Salute e malattia

Cosa mangiare prima e dopo l'attività fisica

Prima dell'esercizio

- Carboidrati complessi: Questi richiedono più tempo per essere digeriti e scomposti, quindi forniscono una fonte costante di energia durante l'allenamento. Dovresti consumarne un po' circa 1-4 ore prima dell'esercizio, a seconda della tua sensibilità digestiva e dell'intensità dell'allenamento. Alcuni esempi di carboidrati complessi sono:

- Farina d'avena

- Pane integrale

- Riso integrale

- Patate dolci

- Quinoa

- Proteine: Mangiare proteine ​​prima dell'esercizio aiuta a costruire e riparare i muscoli e può anche aiutarti a sentirti sazio più a lungo. Alcuni esempi di buone fonti proteiche pre-allenamento sono:

- Yogurt greco

- Fiocchi di latte

- Noci e semi

- Carni magre

- Pescare

- Uova

- Grassi sani: I grassi sani rallentano la digestione dei carboidrati, il che aiuta a farti sentire pieno ed energico durante l'esercizio. Alcuni esempi di grassi sani da mangiare prima di un allenamento sono:

- Avocado

- Noci e semi

- Olio d'oliva

- Olio di cocco

- Pescare

- Uova

Dopo l'esercizio

- Proteine: Le proteine ​​sono essenziali per il recupero muscolare dopo un allenamento.
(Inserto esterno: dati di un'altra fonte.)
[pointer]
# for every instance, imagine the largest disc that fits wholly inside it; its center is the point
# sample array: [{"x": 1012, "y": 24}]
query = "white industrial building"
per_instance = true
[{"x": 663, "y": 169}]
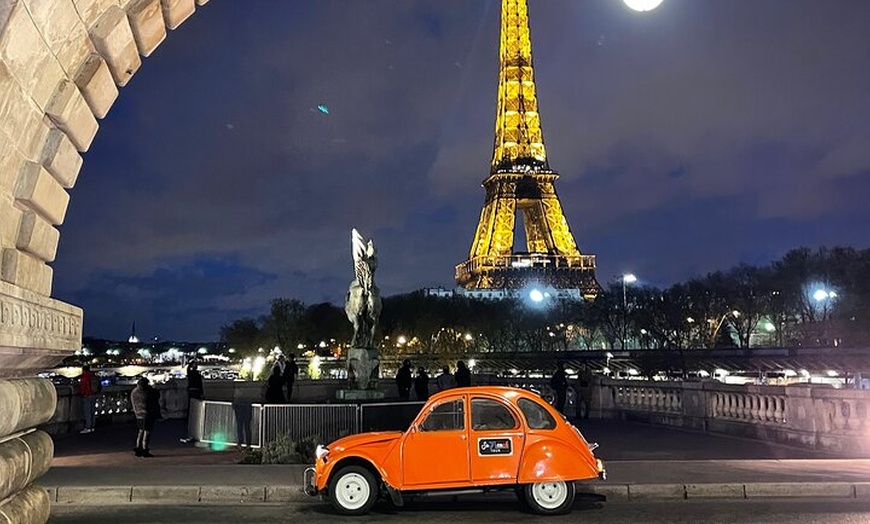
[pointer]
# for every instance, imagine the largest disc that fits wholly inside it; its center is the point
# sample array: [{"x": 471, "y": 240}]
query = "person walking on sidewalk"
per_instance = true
[
  {"x": 194, "y": 392},
  {"x": 445, "y": 380},
  {"x": 89, "y": 389},
  {"x": 463, "y": 375},
  {"x": 146, "y": 406},
  {"x": 275, "y": 387},
  {"x": 559, "y": 383},
  {"x": 421, "y": 384},
  {"x": 404, "y": 380},
  {"x": 291, "y": 369}
]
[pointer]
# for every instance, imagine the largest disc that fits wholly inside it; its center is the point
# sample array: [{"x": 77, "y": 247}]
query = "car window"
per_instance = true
[
  {"x": 447, "y": 416},
  {"x": 537, "y": 416},
  {"x": 488, "y": 414}
]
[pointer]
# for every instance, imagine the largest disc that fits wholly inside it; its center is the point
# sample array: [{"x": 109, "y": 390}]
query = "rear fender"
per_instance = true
[{"x": 551, "y": 459}]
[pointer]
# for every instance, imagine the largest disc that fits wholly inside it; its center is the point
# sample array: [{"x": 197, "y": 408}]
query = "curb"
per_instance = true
[{"x": 278, "y": 494}]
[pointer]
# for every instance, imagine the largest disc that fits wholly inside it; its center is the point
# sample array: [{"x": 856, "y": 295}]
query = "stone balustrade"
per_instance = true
[
  {"x": 25, "y": 452},
  {"x": 808, "y": 416}
]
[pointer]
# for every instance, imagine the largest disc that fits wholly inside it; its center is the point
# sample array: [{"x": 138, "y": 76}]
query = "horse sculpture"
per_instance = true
[{"x": 363, "y": 308}]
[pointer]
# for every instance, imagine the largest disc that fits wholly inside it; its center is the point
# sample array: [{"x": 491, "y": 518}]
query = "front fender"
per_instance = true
[
  {"x": 356, "y": 457},
  {"x": 552, "y": 459}
]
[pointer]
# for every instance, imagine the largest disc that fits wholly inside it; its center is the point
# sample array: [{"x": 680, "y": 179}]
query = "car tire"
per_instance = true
[
  {"x": 549, "y": 498},
  {"x": 353, "y": 490},
  {"x": 520, "y": 492}
]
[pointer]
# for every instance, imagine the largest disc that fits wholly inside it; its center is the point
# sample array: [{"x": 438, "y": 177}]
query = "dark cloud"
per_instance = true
[{"x": 688, "y": 139}]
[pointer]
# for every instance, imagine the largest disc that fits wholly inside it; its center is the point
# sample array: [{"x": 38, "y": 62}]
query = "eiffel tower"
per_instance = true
[{"x": 521, "y": 183}]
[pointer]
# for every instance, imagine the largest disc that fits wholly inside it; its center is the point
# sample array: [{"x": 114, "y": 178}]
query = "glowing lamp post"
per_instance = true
[
  {"x": 642, "y": 5},
  {"x": 626, "y": 279}
]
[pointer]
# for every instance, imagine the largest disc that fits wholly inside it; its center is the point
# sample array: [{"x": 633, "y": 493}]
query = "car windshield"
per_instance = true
[
  {"x": 490, "y": 415},
  {"x": 446, "y": 416},
  {"x": 537, "y": 416}
]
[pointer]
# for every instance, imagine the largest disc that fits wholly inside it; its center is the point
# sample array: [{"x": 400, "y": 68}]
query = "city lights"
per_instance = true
[{"x": 642, "y": 5}]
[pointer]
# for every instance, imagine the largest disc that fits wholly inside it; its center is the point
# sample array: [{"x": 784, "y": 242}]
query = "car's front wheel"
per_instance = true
[
  {"x": 549, "y": 498},
  {"x": 353, "y": 490}
]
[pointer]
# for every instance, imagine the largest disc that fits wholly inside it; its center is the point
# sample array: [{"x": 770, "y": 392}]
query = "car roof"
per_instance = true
[{"x": 505, "y": 392}]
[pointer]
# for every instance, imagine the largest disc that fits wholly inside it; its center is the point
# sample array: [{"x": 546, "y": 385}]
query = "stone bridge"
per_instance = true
[{"x": 61, "y": 65}]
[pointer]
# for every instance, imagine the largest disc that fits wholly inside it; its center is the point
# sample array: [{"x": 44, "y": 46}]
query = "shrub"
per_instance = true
[
  {"x": 252, "y": 456},
  {"x": 306, "y": 448},
  {"x": 282, "y": 450}
]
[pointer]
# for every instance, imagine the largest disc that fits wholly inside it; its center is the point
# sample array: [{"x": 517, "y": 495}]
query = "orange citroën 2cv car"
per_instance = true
[{"x": 464, "y": 440}]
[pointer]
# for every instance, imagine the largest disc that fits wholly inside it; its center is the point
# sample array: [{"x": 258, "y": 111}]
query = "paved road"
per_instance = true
[{"x": 479, "y": 511}]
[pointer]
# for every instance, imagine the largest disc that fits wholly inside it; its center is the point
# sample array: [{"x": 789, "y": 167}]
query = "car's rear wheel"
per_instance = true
[
  {"x": 550, "y": 498},
  {"x": 353, "y": 490}
]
Mangiare proteine ​​dopo l'esercizio aiuta i muscoli a ripararsi, a ricostruirli e può anche aiutare a ridurre il dolore. Alcuni esempi di buone fonti proteiche post-allenamento sono:

- Yogurt greco

- Fiocchi di latte

- Noci e semi

- Carni magre

- Pescare

- Uova

- Proteine ​​in polvere

- Carboidrati: Mangiare carboidrati dopo l’esercizio aiuta a ripristinare le riserve di glicogeno, che si esauriscono durante l’esercizio. Il glicogeno è la principale fonte di energia del corpo durante l'esercizio, quindi ricostituire queste riserve ti aiuta a prepararti per il tuo prossimo allenamento. Alcuni esempi di buone fonti di carboidrati post-allenamento sono:

- Farina d'avena

- Pane integrale

- Riso integrale

- Patate dolci

- Quinoa

- Liquidi: È importante bere molti liquidi prima, durante e dopo l'attività fisica per reintegrare l'acqua persa con il sudore. L'acqua è la scelta migliore, ma puoi anche bere bevande sportive o altri liquidi che contengono elettroliti.